ICANN Root Server Cluster in Singapore Now Live
SINGAPORE – 8 October 2020 – The Internet Corporation for Assigned Names and Numbers (ICANN) today announced the successful activation of the ICANN Managed Root Server (IMRS) cluster in Singapore. This cluster, composed of dozens of servers with substantial Internet connectivity, will help to increase the root server capacity for the Asia Pacific region and bolster the resiliency of the entire Root Server System.

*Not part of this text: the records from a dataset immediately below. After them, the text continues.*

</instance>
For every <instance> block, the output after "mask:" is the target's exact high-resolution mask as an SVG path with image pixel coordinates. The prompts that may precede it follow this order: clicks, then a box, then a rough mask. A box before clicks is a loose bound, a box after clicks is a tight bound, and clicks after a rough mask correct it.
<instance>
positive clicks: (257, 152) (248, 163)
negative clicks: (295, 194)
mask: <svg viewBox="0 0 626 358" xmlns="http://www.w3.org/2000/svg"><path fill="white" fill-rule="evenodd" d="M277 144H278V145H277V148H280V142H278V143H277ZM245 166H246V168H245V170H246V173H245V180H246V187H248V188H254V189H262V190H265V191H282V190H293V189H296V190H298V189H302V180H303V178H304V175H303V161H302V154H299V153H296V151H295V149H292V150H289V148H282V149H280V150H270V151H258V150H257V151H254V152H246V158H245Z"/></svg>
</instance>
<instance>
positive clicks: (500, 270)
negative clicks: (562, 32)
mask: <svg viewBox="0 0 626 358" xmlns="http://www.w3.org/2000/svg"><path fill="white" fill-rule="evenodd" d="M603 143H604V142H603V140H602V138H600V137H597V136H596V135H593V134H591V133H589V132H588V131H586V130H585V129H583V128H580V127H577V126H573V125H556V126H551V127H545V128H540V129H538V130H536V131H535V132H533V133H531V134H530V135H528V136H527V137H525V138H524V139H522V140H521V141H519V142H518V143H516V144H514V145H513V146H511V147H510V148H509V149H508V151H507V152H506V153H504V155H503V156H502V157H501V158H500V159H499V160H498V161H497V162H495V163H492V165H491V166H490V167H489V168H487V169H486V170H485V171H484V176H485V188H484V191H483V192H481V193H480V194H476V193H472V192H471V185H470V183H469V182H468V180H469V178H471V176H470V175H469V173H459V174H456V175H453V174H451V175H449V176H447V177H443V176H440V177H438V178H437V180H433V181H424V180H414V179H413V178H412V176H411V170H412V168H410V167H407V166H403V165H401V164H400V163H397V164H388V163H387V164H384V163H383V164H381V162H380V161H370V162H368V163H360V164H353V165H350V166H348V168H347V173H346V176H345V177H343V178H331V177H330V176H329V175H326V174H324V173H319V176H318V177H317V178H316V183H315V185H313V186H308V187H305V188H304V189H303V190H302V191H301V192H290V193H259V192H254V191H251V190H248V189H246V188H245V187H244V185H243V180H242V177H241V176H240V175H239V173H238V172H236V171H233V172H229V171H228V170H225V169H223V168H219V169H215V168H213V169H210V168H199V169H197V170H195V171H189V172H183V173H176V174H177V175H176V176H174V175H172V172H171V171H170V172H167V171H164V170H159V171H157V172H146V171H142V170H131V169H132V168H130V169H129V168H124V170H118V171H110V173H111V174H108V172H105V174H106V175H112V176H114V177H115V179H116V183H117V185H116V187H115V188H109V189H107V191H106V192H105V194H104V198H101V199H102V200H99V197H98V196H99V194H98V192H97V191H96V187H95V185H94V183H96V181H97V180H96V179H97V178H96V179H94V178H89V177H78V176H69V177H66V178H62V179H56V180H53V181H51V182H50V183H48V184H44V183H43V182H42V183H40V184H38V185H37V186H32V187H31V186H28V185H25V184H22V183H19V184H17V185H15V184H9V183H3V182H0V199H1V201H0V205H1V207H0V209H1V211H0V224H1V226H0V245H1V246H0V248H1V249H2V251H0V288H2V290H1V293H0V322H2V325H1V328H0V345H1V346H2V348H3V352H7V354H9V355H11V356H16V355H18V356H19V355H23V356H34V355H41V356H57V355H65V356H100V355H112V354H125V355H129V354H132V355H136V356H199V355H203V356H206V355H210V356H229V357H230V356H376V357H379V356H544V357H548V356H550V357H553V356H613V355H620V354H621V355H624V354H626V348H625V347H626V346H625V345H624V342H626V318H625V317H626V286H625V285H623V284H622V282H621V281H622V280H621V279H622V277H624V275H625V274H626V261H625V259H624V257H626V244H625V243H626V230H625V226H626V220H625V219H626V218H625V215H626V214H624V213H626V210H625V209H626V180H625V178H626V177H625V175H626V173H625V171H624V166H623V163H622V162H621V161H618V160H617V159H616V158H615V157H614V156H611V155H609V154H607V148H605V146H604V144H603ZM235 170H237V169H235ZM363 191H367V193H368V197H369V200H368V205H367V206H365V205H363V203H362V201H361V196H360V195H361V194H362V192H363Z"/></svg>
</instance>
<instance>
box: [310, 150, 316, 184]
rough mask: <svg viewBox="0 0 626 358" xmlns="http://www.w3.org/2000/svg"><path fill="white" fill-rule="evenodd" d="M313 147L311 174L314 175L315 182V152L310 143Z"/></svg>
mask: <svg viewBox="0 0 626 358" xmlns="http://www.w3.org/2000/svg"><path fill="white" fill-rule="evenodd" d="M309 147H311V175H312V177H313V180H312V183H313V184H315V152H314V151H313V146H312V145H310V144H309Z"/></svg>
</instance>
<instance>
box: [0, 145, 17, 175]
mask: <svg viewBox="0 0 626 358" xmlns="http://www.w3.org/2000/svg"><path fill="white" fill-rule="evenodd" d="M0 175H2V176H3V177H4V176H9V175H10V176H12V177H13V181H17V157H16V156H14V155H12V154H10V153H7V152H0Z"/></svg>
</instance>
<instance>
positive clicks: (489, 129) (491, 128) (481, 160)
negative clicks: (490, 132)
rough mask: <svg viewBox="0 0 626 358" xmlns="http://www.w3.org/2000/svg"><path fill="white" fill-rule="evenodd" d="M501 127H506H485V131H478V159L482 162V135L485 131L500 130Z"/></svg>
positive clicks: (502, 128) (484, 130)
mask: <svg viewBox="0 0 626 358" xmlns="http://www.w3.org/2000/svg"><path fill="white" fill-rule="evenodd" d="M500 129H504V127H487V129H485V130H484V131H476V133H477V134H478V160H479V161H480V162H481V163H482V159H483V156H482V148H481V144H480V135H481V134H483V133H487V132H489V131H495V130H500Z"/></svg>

Adding an IMRS Cluster in Singapore
"The Singapore IMRS cluster will be our fourth cluster, in addition to two in North America and one in Europe," said David Conrad, ICANN SVP and Chief Technology Officer. "Our existing, smaller IMRS sites in the Asia Pacific region already receive twice as many queries as Europe, the next-busiest region. Adding an IMRS cluster in Singapore is both strategic and a good use of ICANN org resources."
As documented in the OCTO-008 paper, global Domain Name System (DNS) traffic increased by nearly 30 percent during the current COVID-19 pandemic lockdown. The IMRS cluster in Singapore will enable more of the queries originating in Asia Pacific to be answered regardless of the behaviour of networks or servers in other regions. In the event of an attack resulting in significant additional traffic globally, the extra capacity provided by the Singapore cluster will absorb the traffic and help to mitigate the attack. Queries in the region can then continue to be answered, thus reducing the risk of downtime caused by an inability to query the top of the DNS name hierarchy.
Domain Name System queries and root servers
Root servers respond to initial DNS lookup requests made by DNS resolvers generally operated by Internet service providers. For all other queries, the root server will respond with either a referral to the appropriate top-level domain (TLD) name server or an error response (e.g. to indicate a non-existent TLD). For example, a query sent to a root server by a DNS resolver for "company.example" will elicit a response that directs the DNS resolver to query one of the name servers for the ".example" TLD.
The root name server system is comprised of over 1,000 instances operated by 12 independent organizations, including ICANN. Each root server is made up of a number of independent machines at multiple locations. The IMRS is made up of nearly 170 large and small sites across the world. The machines at the large sites are known as clusters, while the ones at small sites are known as instances.
ICANN's Asia Pacific regional office is located in Singapore, where the Internet infrastructure is highly developed and robust, making it well-suited to support an IMRS cluster. "We are very grateful to the Singapore government for its support in establishing the IMRS cluster," said Conrad.
For more information about the IMRS cluster in Singapore, please refer to David Conrad's blog.
ICANN's mission is to help ensure a stable, secure, and unified global Internet. To reach another person on the Internet, you have to type an address – a name or a number – into your computer or other device. That address must be unique, so computers know where to find each other. ICANN helps coordinate and support these unique identifiers across the world. ICANN was formed in 1998 as a not-for-profit public-benefit corporation and a community with participants from all over the world.